Another SoUK.LB program participant, SE Factory is a coding academy in Lebanon that aims to teach young computer science and computer engineering graduates the hard and soft skills needed to become highly employable professional full stack web development, with focus on candidates from lower socioeconomic backgrounds.
The organization used Nicholls’ focus on tracking the changing user experience as a check on its current thinking as the organization looks to scale up and expand to other cities in Lebanon.

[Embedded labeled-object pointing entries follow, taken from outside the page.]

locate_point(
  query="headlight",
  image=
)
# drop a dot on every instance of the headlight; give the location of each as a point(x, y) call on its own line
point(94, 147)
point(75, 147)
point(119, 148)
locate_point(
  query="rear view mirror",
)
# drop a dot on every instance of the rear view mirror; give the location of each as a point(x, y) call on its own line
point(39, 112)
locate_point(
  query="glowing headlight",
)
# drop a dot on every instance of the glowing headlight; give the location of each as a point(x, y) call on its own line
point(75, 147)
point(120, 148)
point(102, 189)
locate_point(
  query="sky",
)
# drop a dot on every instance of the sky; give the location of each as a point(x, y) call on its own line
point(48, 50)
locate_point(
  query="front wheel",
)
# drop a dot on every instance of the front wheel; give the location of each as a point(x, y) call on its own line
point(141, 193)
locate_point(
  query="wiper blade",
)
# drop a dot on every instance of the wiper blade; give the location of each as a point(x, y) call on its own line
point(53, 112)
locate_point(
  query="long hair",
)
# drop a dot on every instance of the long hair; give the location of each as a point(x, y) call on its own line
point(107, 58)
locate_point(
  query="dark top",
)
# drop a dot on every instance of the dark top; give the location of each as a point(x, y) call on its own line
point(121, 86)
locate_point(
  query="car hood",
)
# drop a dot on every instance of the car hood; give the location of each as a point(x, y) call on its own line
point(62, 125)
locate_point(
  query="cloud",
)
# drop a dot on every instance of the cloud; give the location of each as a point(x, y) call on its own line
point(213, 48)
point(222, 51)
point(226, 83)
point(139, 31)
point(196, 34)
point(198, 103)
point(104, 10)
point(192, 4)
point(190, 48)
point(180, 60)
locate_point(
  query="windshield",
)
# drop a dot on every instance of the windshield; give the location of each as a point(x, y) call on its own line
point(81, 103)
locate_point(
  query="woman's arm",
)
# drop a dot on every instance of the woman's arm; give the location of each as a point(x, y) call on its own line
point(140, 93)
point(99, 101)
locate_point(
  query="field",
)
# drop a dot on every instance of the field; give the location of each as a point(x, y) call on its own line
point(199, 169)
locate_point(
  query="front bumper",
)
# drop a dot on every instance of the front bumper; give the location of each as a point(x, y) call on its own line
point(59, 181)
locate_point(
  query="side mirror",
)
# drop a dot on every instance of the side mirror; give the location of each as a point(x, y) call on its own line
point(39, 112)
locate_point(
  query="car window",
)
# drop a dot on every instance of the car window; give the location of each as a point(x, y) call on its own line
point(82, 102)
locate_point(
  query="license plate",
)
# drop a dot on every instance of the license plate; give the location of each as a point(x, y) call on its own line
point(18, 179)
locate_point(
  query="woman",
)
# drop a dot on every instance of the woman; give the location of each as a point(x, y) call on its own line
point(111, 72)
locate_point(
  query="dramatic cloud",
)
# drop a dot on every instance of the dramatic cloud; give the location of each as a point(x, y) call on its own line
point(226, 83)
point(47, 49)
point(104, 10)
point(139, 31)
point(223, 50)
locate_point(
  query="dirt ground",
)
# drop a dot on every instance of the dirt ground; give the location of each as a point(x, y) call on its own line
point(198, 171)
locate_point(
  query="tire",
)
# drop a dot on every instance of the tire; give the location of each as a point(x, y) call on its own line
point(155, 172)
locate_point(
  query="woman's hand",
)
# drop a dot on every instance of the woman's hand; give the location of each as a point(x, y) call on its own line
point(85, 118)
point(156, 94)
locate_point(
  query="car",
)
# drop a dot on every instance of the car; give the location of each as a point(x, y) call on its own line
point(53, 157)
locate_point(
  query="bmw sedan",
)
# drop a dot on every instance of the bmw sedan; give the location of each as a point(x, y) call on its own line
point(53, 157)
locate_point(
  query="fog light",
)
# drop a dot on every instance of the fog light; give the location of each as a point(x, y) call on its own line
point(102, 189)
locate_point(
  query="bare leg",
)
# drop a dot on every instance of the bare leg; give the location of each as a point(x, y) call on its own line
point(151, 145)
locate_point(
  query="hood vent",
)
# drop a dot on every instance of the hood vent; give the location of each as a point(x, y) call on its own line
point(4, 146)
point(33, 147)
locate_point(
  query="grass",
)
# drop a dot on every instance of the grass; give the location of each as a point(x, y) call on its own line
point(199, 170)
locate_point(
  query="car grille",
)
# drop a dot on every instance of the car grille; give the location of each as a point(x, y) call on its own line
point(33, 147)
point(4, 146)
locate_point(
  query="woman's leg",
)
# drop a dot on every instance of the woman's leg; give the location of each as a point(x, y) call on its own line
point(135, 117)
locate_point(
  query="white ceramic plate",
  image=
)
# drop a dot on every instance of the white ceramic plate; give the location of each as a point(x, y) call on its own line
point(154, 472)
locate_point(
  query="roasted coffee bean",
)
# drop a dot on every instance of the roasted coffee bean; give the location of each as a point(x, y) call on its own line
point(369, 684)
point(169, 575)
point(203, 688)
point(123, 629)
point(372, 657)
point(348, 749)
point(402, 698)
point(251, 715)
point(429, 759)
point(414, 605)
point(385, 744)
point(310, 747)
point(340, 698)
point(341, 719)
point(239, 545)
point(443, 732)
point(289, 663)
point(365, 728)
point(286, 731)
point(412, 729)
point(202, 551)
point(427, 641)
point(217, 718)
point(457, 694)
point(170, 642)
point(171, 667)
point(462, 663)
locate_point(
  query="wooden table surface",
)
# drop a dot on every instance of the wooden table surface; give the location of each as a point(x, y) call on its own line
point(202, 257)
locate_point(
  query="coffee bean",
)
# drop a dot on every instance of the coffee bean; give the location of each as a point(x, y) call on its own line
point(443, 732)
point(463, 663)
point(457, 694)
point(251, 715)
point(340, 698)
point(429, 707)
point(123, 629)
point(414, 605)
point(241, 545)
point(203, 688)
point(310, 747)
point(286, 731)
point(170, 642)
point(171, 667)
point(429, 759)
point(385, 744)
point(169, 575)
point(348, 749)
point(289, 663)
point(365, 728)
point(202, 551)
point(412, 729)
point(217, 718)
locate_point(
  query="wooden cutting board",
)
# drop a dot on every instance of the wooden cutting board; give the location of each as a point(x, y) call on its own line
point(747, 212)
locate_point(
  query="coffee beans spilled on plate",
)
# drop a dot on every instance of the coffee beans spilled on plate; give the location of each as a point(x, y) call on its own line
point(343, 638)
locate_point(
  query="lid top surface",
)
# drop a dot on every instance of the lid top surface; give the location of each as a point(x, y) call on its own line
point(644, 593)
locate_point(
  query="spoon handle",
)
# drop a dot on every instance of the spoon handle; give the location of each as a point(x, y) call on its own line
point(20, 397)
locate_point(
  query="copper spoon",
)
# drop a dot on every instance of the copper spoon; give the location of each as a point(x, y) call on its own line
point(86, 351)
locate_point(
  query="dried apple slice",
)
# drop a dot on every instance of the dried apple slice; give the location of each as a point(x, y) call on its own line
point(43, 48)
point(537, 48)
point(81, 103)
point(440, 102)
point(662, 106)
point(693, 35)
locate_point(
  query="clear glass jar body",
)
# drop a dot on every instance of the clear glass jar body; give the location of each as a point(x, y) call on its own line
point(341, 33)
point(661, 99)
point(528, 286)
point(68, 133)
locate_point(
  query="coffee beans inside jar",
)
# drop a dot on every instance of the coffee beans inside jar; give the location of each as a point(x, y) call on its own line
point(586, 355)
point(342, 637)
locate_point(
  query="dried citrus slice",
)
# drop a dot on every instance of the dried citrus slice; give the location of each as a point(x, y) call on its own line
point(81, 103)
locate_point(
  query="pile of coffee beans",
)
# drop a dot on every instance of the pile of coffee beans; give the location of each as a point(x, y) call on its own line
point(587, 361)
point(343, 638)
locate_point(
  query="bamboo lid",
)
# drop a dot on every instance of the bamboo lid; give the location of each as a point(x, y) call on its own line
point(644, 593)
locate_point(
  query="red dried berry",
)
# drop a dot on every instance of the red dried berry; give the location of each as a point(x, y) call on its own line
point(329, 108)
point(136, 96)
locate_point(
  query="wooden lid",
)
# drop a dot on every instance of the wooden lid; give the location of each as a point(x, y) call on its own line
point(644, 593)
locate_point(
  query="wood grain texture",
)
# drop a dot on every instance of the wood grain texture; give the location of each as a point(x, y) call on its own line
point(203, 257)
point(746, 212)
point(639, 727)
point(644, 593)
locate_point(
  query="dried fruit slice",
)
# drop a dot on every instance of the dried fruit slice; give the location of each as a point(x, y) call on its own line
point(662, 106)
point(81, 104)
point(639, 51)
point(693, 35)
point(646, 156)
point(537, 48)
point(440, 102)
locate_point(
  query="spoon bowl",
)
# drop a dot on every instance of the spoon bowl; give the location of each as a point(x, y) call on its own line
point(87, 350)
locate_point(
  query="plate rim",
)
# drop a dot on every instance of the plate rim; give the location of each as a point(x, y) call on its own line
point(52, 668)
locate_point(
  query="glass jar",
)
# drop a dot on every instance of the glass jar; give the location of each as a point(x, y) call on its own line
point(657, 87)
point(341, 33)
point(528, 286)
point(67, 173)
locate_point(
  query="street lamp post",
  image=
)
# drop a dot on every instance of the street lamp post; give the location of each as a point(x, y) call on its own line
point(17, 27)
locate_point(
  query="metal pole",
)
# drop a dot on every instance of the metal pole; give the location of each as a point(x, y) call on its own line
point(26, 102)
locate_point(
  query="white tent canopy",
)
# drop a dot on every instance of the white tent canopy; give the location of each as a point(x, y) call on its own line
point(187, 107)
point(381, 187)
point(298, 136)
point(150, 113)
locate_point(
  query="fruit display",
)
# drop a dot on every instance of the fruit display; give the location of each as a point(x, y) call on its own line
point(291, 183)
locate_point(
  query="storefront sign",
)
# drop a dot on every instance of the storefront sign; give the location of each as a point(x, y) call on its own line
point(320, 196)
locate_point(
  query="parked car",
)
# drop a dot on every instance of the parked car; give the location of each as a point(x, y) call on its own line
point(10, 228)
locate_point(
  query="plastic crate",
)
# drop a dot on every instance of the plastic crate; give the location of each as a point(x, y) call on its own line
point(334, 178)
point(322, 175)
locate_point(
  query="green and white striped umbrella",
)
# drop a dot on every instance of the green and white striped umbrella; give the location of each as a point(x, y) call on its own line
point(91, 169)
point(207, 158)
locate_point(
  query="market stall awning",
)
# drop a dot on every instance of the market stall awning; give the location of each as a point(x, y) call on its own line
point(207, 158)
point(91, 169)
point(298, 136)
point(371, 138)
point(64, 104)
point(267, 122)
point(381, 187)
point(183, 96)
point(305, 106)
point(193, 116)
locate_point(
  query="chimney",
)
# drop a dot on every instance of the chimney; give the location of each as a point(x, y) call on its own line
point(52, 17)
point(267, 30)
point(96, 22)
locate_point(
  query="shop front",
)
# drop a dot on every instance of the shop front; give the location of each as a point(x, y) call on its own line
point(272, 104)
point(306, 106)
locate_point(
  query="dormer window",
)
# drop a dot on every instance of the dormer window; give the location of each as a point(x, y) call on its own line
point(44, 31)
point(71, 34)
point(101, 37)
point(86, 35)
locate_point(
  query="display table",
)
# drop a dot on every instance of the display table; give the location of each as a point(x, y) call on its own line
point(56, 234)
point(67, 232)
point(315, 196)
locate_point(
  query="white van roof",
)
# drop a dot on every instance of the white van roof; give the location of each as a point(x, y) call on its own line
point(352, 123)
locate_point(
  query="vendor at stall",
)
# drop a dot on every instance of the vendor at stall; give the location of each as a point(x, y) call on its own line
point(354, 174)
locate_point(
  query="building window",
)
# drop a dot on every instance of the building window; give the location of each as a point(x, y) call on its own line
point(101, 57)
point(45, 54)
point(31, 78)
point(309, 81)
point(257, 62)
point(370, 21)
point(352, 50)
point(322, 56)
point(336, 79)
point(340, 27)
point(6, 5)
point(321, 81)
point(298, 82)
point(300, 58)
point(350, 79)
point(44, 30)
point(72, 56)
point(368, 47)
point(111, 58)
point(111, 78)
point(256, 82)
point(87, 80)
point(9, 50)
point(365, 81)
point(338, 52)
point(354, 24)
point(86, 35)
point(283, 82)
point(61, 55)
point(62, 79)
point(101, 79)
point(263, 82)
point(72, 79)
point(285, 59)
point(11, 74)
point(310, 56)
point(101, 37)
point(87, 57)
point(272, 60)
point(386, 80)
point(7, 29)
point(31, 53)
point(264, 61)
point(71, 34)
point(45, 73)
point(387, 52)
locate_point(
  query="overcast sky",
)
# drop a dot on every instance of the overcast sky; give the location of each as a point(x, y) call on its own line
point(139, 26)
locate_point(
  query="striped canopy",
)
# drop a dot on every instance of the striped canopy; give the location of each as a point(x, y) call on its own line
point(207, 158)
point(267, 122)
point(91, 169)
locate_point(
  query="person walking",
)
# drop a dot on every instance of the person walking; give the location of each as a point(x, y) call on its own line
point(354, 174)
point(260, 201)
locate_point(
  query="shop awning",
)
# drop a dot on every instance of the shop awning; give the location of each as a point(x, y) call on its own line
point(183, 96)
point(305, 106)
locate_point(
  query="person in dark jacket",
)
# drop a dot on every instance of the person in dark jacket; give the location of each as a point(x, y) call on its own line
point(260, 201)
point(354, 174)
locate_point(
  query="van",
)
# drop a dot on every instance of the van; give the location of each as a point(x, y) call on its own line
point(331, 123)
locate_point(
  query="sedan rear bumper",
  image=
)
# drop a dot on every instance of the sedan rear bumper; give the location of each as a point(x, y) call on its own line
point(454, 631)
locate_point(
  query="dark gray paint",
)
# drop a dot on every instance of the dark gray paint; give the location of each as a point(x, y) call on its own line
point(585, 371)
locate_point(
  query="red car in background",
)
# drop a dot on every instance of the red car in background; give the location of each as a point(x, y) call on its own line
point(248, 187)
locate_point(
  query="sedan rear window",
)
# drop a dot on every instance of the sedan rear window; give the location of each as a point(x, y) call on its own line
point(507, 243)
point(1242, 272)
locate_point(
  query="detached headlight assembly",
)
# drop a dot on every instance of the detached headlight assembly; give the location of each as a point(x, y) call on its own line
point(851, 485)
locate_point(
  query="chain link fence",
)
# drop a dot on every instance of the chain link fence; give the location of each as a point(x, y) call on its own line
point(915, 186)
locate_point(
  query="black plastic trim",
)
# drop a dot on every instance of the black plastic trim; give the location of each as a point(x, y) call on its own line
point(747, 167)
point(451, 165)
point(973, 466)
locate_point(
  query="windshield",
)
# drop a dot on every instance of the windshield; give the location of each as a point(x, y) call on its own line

“SE Factory’s impact propagates from the education that we provide, the learning process, and the courses’ effects on student employability and socioeconomic status,” said Program Coordinator Aya Hoteit. “To scale up, we will really need to hone in on these indicators. We need to grow our numbers without compromising quality, and the workshop helped us identify what numbers we can focus on in order to maximize the standards that we’ve set,” she said.
SE Factory is looking to expand its course load, expand to other cities, and develop an online course.
SoUK.LB continues to offer workshops such as this one to its selected enterprises as part of its goal to support scalable Lebanese social enterprises that seek to create transformational social or environmental change for the benefit of society.